That’s an excellent question—and it highlights one of the things I enjoy about NT Wright: he takes us back to the biblical text, and tries to show us what it does say, and what it doesn’t say.

While Andrew and Tom (Wright) differ from traditional preterists in that they still see a big something (namely, the final resurrection) as still ‘to come’, that means that the biblical text tells us very little about it (since the texts traditionally taken to point us to this event may have had something more local in mind).  The resurrection and the full renewal of all Creation remains as a future hope, but we can’t make decisive pronouncements about what it’ll look like (contra ‘Left Behind’)—though it must of course be understood as the fulfillment of the story up to now, so it does have a general shape.

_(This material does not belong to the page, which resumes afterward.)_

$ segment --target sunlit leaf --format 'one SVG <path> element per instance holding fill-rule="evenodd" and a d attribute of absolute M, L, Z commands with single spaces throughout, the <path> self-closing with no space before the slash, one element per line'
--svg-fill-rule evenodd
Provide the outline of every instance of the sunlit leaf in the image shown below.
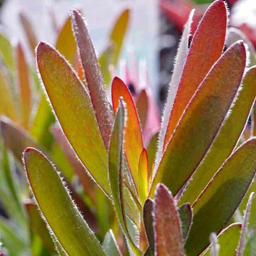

So to answer your question, I’m not sure what Wright means.  It seems to me he’s just highlighting an open-ended piece of the text which traditional interpretations have tended to gloss over (to the best of my knowledge).  We don’t have it all figured out.  We know that God is good, but we also know that humans are sometimes (frequently?) stupid enough to resist him; but that even then, God doesn’t give up (I personally think something like what’s been called ‘annihilationism’ best fits with the data, but I don’t think it’s an open and shut case). 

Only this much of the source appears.